Antes, numa exposição com data-show, o secretário e presidente do Consema mostrou o que, segundo ele, seriam diferenças entre pedido de vistas de documento e vista de processo. Procurador por profissão, o secretário disse a seguir que teria havido confusão nos dois conceitos quando foi concedida a liminar. Logo em seguida, colocou em votação a continuidade da reunião para debates, proposta que foi aprovada.
Na verdade, um artifício para que os conselheiros continuassem reunidos, enquanto ele saía, deixando um substituto para dirigir os trabalhos, a fim de providenciar a tentativa de cassação. Assim, ainda é possível que o ZAS seja votado ainda nesta noite, ou na madrugada, conforme a resistência dos que permaneceram no recinto e a decisão da Justiça. Após cerca de uma hora de debates tensos, às 16h, os representantes das ONGs se retiraram.
O biólogo e professor da Ufrgs Paulo Brack, da ONG Ingá, criticou a ausência dos técnicos da Fepam e Fundação Zoobotânica, que por suas entidades afirmam estarem sendo pressionados pelas direções da Sema, Fepam e FZB. Em entrevista à EcoAgência, ontem, a diretora-presidenta da Fepam, Ana Pellini, confirmou ter pressionado servidores. “É uma vergonha o que está acontecendo”, afirmou Brack, antes de se retirar.
Uma novidade em relação à reunião anterior (04/04) foi a presença de estudantes com faixas protestando contra a impantação das florestas de pinus eucalipto na Metade Sul. “Conselheiros! Certas decisões não deve ser pautadas pelo lucro. Aja com responsabilidade. A saúde de nossas crianças está em suas mãos! Vida é BIODIVERSIDADE”, dizia uma delas.
Farsa de Democracia
O químico e geneticista Flávio Lewgoy, conselheiro da Agapan no Consema, criticou a composição do conselho, onde o governo estadual tem maioria folgada para aprovar o que quiser, como disse o secretário Otaviano Moraes na reunião passada. “O governo tem maioria automática no conselho, a composição dele desde o início foi distorcida, botaram onze representantes de secretarias e mais alguns que automaticamente votam com o governo, é uma sopa aprovarem o que quiserem”, disse Lewgoy.
Ele citou o exemplo o Conselho Estadual da Saúde, onde a representação é paritária: 25% dos representantes apenas são do governo, 50% da sociedade civil e 25% das entidades empresariais do setor 25% (hospitais e outros). “A Agapan tem participado no Conselho Nacional do Meio Ambiente, na CTNBio e temos visto, realmente, o totalitarismo do grande empreendedor, do grande capital, em relação à sociedade, nestes conselhos somos sistematicamente derrotados”, afirmou Celso Marques, ex-prsidente da ONG .
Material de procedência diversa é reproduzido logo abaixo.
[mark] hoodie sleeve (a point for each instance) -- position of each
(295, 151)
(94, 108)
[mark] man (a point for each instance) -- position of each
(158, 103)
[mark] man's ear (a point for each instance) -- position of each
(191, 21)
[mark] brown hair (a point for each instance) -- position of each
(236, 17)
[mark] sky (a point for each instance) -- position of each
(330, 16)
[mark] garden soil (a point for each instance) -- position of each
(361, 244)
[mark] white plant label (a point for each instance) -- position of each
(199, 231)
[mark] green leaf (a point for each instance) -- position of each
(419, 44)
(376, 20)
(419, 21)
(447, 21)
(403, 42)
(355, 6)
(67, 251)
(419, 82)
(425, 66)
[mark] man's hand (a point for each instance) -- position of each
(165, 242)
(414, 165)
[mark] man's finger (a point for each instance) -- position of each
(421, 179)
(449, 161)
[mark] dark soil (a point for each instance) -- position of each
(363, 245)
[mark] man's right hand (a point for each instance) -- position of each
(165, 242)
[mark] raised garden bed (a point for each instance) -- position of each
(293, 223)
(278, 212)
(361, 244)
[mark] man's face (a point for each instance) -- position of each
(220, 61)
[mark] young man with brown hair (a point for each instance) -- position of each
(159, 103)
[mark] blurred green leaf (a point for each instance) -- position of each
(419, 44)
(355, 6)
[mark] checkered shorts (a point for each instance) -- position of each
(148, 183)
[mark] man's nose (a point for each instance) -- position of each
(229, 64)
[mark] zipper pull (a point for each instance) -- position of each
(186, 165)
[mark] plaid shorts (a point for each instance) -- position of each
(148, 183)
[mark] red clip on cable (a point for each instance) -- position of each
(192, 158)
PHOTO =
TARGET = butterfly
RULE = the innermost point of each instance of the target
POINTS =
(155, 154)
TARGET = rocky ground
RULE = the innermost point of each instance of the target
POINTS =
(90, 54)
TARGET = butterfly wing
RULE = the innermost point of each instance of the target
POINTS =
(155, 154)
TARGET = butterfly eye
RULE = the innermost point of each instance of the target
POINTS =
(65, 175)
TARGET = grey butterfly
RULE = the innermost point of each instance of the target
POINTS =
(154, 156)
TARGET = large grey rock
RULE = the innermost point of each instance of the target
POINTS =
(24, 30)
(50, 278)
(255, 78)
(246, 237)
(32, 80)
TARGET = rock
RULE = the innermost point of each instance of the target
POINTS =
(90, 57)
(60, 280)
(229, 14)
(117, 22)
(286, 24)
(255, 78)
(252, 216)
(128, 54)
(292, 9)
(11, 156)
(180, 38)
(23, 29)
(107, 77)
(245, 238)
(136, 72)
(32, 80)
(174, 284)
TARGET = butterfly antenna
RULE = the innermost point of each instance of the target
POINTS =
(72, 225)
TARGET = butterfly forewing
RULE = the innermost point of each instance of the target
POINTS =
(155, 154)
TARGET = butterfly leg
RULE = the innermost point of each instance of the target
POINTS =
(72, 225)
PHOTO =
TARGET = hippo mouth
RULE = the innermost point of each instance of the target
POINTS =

"Se pegarem as atas deste conselho vão ver que os ambientalistas são derrotados sistematicamente, estamos aí por compromisso com a sociedade, fazendo muitas vezes o papel de vaca de presépio. Mas se a gente não comparecer nestas instâncias nos cobram ou não ficamos sabendo o que está sendo decidido no Estado”, continuou Marques. “Estamos vivendo uma farsa de democracia”, arrematou.
Sem Hora para Terminar
Após a saída das ONGs a reunião prosseguiu, com os conselheiros restantes criando temas para debates. Depois que vários já tinham falado, as três Câmaras Técnicas do Consema apresentaram seus pareceres e, para esticar a conversa, foi sugerido que fosse lido todo o zoneamento original feito pelos técnicos da Fepam, descaracterizado na proposta final, e discutido ponto à ponto.
O conselheiro do Ibama que havia permanecido, Marcelo Madeira, pediu então que fosse fixado um teto de horário para terminar a reuniião. A sugestão não foi aceita e ele se retirou, enquanto alguém também saía para buscar os sanduíches dos que permaneceram. A informação que circulava, às 19h30min, era que o secretário Otaviano de Moraes estava no Tribunal de Justiça e a cassação da liminar poderia sair a qualquer momento.